An actionable model is a project plan. So I wondered how to integrate ISD and HPI models into a single plan in Microsoft Project. First, I tried inserting the various phases and activities of an HPI model beneath the framework of an ISD model. This yielded a serviceable plan with all the necessary activities, but it seemed to violate the spirit of treating HPI as a superset of ISD. After all, learning solutions are only one galaxy of interventions within the universe of performance problems.
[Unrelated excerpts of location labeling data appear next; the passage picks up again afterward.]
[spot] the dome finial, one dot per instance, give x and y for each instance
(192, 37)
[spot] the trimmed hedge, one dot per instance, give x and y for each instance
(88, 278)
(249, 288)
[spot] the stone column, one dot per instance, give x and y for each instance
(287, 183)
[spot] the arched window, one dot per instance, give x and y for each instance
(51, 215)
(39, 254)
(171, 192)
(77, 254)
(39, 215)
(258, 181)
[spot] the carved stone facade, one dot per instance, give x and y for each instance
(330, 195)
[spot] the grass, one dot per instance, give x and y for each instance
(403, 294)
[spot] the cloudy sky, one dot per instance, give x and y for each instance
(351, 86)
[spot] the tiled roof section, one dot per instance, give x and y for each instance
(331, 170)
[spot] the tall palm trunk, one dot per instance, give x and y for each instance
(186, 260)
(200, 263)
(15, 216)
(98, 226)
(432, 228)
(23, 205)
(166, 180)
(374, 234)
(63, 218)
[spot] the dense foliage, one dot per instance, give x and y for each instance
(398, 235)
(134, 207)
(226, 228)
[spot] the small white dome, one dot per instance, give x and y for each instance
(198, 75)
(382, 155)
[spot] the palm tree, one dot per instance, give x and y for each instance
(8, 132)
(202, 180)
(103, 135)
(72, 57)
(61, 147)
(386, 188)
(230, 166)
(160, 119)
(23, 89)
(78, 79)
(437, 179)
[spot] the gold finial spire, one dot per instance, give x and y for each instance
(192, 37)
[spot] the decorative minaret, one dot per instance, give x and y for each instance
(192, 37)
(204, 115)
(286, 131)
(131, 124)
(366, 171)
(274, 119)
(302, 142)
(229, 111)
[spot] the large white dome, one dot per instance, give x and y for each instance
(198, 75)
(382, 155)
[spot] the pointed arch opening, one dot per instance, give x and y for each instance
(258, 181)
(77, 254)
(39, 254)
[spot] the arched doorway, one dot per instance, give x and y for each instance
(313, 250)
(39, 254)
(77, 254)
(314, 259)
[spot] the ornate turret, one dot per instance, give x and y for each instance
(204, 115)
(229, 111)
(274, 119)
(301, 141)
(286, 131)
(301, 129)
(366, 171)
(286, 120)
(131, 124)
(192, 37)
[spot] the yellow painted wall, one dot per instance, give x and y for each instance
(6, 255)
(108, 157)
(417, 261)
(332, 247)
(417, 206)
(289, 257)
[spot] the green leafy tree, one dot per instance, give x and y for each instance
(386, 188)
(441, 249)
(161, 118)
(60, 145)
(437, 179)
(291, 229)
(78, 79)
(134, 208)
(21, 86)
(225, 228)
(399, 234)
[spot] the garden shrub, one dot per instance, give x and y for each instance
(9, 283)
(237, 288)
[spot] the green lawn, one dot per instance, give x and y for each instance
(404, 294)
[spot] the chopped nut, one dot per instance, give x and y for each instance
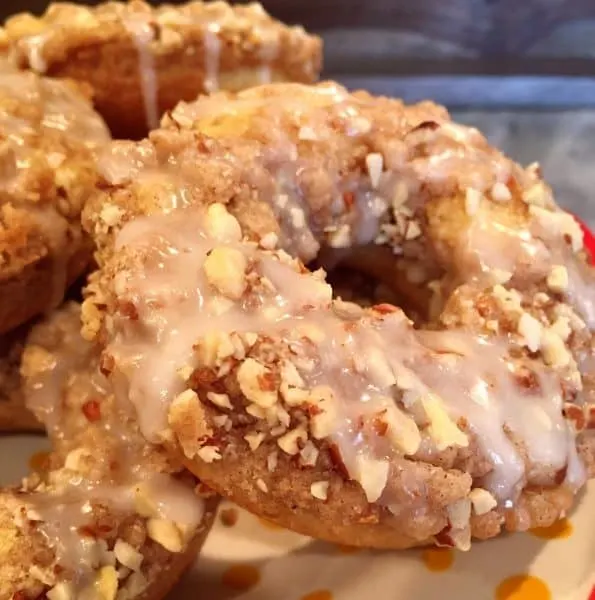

But most of the solutions we develop at TATA Interactive include a learning element, so I didn’t want to entirely subordinate an ISD approach to an HPI system. I reshuffled the plan so that neither the ISD nor the HPI components were a subset of the other, but both ran in parallel, sharing the same major phases. At the point where a solution set is selected, the training solutions would follow ISD approaches and other interventions would follow their appropriate tools and disciplines.
One way to use an HPI mindset in an ISD world is simply to use it to deflect requests for training when a performance problem is not amenable to a training solution. If you’ve got an employee selection problem or an incentive problem, trying to train your way out of it risks wasting resources and disappointing the sponsor.
But a blended model is too valuable to restrict its use to sending clients and sponsors elsewhere when they prematurely jump to the conclusion that they need training. It can also help to integrate the design and development of various solutions so they work together rather than ignore each other.
Some performance improvement solutions, such as the restructuring of incentives plans, may seem far removed from training solutions. But even if the training department doesn’t design the new incentive structure, wouldn’t it be natural to train the affected people on the new incentives and to take them into account in developing training? Other non-learning interventions integrate easily with learning. The most natural example is job aids, which are often developed by training organizations even though they would most often be classified as non-training solutions.
At the high end of non-training performance solutions, TATA Interactive Systems develops sophisticated solutions in the ePSS (electronic performance support systems) space. An important integration of training with an ePSS involves determining which bits of information must be recalled frequently. If the information merits being embedded in the mind for quick recall, a training solution could be the answer, and if the information is so varied that it’s not feasible to train on every conceivable aspect, a just-in-time look-up system could work very well.
A closely integrated model can keep all the toolsets handy to meet the miscellany of performance needs and can help to coordinate rather than isolate them.
(John Gibbs is an instructional design consultant with TIS.)